I think Gary has it right that living in the "now" is a choice that each of us has to make every single day.

When Jack went for his last chemo on Wednesday we found we were literally across the hall from a friend of ours who had been admitted to the inpatient unit and was dying after an 18 month bout with another type of cancer. We spent the day visiting with our friend and his family while Jack's chemo was running. We laughed, we cried, we rolled the IV pole everywhere, we told funny stories of when our children were growing up and when our sons shared an apartment in Boston - and somewhere during that very strange day we said goodbye to our fear as well as our friend.
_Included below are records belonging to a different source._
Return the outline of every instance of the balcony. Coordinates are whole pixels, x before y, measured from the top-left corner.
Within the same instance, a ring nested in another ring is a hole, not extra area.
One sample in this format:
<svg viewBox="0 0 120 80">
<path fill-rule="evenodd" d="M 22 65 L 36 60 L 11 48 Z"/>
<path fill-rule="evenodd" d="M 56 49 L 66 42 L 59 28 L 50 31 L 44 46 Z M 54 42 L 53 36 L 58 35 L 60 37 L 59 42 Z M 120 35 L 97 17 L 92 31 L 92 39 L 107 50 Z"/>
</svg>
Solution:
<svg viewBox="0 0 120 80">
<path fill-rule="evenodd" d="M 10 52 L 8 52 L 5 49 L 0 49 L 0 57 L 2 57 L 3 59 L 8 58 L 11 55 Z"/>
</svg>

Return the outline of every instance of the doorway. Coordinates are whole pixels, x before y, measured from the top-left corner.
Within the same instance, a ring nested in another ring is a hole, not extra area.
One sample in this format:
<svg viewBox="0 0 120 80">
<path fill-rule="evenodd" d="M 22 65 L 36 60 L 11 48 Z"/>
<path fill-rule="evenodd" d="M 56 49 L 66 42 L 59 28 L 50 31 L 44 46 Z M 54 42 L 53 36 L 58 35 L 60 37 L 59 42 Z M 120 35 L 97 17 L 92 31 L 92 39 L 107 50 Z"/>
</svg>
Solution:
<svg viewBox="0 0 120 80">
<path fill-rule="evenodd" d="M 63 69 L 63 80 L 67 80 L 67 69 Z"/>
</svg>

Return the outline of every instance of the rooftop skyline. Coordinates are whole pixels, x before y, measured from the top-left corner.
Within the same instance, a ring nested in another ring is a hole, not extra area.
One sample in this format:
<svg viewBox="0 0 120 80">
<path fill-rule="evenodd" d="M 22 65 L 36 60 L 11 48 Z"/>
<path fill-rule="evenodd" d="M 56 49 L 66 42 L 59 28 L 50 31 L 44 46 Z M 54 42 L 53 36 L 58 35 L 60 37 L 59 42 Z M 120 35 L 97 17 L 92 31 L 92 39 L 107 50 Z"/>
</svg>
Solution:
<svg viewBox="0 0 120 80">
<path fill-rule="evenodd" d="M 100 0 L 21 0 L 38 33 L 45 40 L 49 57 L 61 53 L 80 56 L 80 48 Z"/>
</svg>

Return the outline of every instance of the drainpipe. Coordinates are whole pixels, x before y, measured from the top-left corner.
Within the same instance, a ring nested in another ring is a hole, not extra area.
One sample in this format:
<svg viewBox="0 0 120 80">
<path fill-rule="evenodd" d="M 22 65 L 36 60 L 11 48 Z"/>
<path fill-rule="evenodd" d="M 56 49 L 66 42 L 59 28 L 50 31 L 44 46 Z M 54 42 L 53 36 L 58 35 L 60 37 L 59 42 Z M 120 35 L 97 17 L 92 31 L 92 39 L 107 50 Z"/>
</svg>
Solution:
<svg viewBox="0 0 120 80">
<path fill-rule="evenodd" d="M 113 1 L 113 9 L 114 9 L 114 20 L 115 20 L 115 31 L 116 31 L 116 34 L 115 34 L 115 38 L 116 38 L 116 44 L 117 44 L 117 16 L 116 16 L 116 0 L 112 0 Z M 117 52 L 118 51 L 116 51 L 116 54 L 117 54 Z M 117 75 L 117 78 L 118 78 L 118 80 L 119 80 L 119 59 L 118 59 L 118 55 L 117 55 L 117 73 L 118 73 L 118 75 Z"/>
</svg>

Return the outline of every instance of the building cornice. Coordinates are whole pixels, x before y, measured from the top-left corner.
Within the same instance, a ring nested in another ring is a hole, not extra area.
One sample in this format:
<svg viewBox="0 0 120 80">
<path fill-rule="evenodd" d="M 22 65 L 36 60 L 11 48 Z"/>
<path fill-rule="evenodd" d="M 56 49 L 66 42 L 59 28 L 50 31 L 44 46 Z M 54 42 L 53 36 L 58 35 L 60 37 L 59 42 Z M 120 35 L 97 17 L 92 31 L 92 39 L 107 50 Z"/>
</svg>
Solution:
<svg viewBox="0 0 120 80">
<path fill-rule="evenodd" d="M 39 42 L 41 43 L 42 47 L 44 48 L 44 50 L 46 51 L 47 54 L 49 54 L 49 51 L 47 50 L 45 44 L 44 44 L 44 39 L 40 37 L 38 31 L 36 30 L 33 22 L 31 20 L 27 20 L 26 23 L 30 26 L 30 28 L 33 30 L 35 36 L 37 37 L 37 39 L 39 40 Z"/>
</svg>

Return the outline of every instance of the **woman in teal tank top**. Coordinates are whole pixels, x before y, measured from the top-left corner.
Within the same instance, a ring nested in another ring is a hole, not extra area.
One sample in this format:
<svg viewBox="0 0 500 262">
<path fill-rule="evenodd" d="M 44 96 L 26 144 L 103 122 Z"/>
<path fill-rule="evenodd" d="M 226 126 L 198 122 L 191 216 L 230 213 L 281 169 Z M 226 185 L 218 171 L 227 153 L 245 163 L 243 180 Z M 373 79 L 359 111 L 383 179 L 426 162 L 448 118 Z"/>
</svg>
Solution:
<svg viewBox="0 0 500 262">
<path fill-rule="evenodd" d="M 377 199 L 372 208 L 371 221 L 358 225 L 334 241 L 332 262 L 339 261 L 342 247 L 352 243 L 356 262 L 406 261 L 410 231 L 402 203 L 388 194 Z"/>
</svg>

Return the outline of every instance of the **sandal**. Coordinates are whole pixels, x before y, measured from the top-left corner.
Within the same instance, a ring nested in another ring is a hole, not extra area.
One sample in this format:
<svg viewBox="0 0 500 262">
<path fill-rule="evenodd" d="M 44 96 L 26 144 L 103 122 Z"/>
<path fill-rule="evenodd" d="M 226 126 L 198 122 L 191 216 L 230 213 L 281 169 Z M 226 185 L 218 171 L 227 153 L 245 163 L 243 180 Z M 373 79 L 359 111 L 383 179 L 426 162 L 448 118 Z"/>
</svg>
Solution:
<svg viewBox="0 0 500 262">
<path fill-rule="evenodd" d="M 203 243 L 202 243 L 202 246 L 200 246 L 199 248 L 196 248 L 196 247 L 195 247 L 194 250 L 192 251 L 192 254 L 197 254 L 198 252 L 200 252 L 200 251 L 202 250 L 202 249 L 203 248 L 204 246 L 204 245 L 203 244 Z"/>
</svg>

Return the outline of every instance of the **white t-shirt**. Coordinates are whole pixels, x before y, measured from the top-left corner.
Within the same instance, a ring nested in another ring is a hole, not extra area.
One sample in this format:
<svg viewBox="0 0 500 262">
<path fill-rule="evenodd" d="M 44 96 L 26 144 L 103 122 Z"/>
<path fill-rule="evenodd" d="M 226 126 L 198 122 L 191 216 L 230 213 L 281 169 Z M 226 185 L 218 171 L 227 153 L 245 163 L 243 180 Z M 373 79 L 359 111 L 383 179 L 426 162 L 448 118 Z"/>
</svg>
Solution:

He died peacefully that night surrounded by love and good wishes. Today at his funeral we all gave him a standing ovation for ignoring the odds and never giving up. He really did beat his cancer because he never allowed it change him.

Perhaps it's not about how we live with cancer but how we live period.

The statistics are meaningless and the hell with them. We have the time that we have, let's make the most of it.

Regards JoAnne


JoAnne - Caregiver to husband, cancer rt. tonsil, mets to soft palate, BOT, 7 lymph nodes - T3N2BM0, stage 4. Robotic assisted surgery, radical neck dissection 2/06; 30 IMTX treatments and 4 cycles of cisplatin completed June 06.